An eight-year-old girl with underlying medical conditions who died in US Border Patrol custody was repeatedly denied requests to go to hospital.
Anadith Tanay Reyes Alvarez was seen by medical staff nine times in three days- with “fever, flu-like symptoms, and pain”, investigators said.
She was seen by a nurse four times on the day she died.
However, the nurse denied “three or four requests from the girl’s mother for an ambulance to be called”.
Details of the tragedy come from Customs and Border Patrol, which has written a report about Alvarez’s death.
The girl, who was born in Panama to Honduran parents, was treated for her symptoms on 16 May with flu and fever medications, ice packs, and a cold shower, it said.
But none of the staff seemed aware that Alvarez suffered from sickle cell anaemia, a condition which usually requires life-long treatment, or that she had a history of congenital heart disease.
The family said they reported her medical history when they had first been taken into custody at a different facility a week earlier.
Agency rules say detention should not be longer than three days, but that is often not the case, as average processing times have lengthened drastically in recent years.
The family were transferred to the Harlingen facility, where Alvarez died, for medical isolation after the girl tested positive for the flu. CCTV at the facility had been broken for weeks, and investigators have pieced together events from interviews.
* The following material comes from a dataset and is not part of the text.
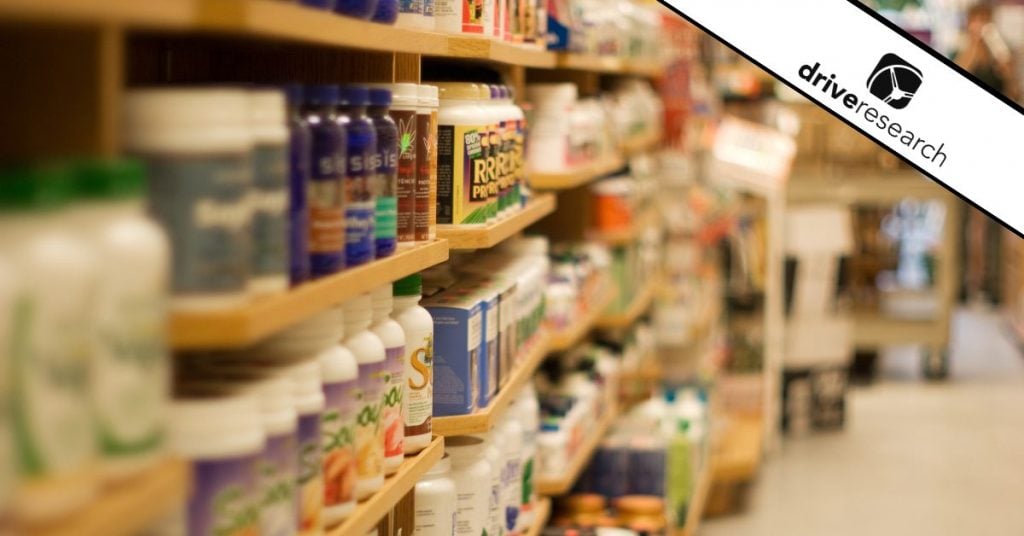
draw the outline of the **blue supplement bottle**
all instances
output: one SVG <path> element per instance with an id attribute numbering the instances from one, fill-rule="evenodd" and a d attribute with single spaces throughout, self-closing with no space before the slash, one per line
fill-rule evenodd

It said a different member of medical staff reported bringing “a pile of documents” and some folic acid tablets from the family home to the nurse the morning the girl died. Folic acid – also called vitamin B9 – can be used to help treat anaemia.
The nurse allowed Alvarez to take one tablet, but “declined to review the papers”, CBP said.
At that stage, her symptoms had worsened to include stomach ache, nausea and difficulty breathing.
Hours later, after the fourth visit that day to the nurse, Alvarez’s mother returned carrying her daughter in her arms, who seemed to be having a seizure. It was at that point that emergency services were called, but the eight-year-old was declared dead within an hour.
The agency’s version of events appears to support details in an interview her mother, Mabel Alvarez Benedicks, gave to the Associated Press news agency days after her daughter’s death.
“They killed my daughter, because she was nearly a day and a half without being able to breathe,” she told AP. “She cried and begged for her life and they ignored her. They didn’t do anything for her.”
The CBP’s review so far suggests that the medical staff never consulted with doctors – including an on-call paediatrician – about Alvarez’s illness.
The young girl’s autopsy found a build-up of fluid in her chest cavity, and noted “the attempted surgical repair of the girl’s aortic stenosis [a heart condition], and also referenced the provided history of sickle cell anaemia”. A cause of death has yet to be officially declared.
In a separate statement Thursday, the acting head of CBP Troy Miller said her death was “a deeply upsetting and unacceptable tragedy”.
“Several medical providers involved in this incident have now been prohibited from working in CBP facilities,” he said.
The agency’s top medical officer was carrying out a review of procedures across all its facilities, and steps had been taken to review the cases of “all medically fragile individuals,” he added.
Alvarez’s death was the second death in custody of a child in two weeks, after a 17-year-old Honduran boy, Ángel Eduardo Maradiaga Espinoza, died in a shelter in Florida run by the Department of Health and Human Services’ Office of Refugee Resettlement.